While Facebook and Twitter recommend posts based on what your friends are posting and sharing on your news feed, TikTok and other Chinese apps like it try to learn as much as it can about you, and then direct content to you they think you’ll like. “In China you see a lot of different platforms coming up that are way more focused on exploration, and here it’s a lot on your social circle,” says Ouwehand.

A man walks past a Beijing restaurant which offers a discount to anyone who posts videos on TikTok (Credit: Greg Baker/Getty Images)

A man walks past a Beijing restaurant which offers a discount to anyone who posts videos on TikTok (Credit: Greg Baker/Getty Images)

This model understands our preferences based on prior behaviour with videos we’ve already seen, rather than assuming our interests based on those we interact with or via our past search terms. It’s a meaningful difference that is shaping the way we consume information, and changes the economics of those creating the content.

Under the Chinese model of algorithmic exploration and recommendation, users are less beholden to the individual content creators they follow. On YouTube, for examples, big personalities have become celebrities because of their ability to build a loyal fanbase. But on TikTok, anyone can become a star overnight because of a single video that proves popular with the app’s algorithm – and that fame can disappear almost as quickly when the next big video is surfaced through the app’s code.

Given how popular that strategy has been, it could signal a broader change among other social media platforms, as well.

The future of tech

If Chinese companies continue to play an increasingly influential role in tech, our online world could look very different by, say, 2030.

For one, it could be much more diversified than the Silicon Valley standard we still, largely, see now. And while Chinese apps are best-known right now, that could change. “It’s not just Chinese companies, but other companies in Asia,” says Zhao. “These regional giants might want to have a slice of the global market pie as well. We’re seeing Facebook and Google competing for a slice of the Asian market, but at the same time local giants are entering the US market as well.”

A man cycles past Tencent, the parent company of Chinese social media giant WeChat (Credit: Greg Baker/Getty Images)

A man cycles past Tencent, the parent company of Chinese social media giant WeChat (Credit: Greg Baker/Getty Images)

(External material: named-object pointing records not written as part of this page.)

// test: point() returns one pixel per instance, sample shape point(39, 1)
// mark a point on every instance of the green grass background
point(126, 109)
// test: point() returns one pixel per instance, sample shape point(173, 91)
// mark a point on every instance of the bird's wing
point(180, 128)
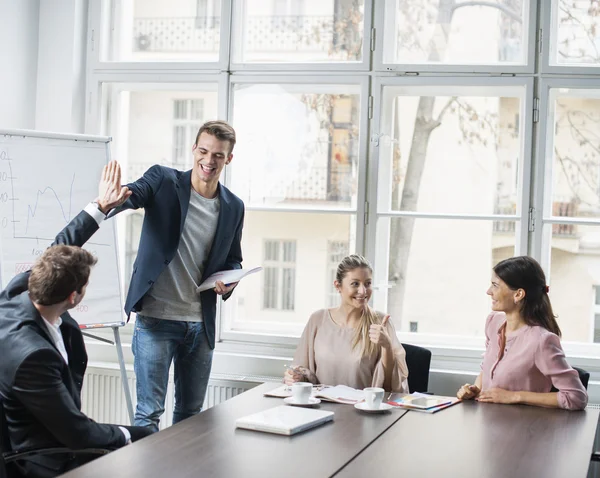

We might also see apps having an increased emphasis on localisation, something we already see with TikTok. “If you want to be a global company, you’re serving different consumers with different cultural tastes,” Zhao says.

And we may see Western products taking more of a lead from successful strategies or services out of China, and the rest of Asia. “That’s where the West is going to copy a lot,” says Ouwehand. “In terms of functionalities and the expansion of their own apps to do more.”

The future of technology in the next decade will certainly look a lot less like the Silicon Valley-designed ideal we’ve been used to in the last 20 years. But it seems likely it will evolve through small steps and minor influences – as evidenced through the way TikTok differs from Douyin, and the lag in changes in the Chinese version of the app making their way to the Western one.

This is, after all, how a globalised world works, Zhao says. “It’s an example of cross pollination. Doing business is always about drawing inspiration from each other,” she says.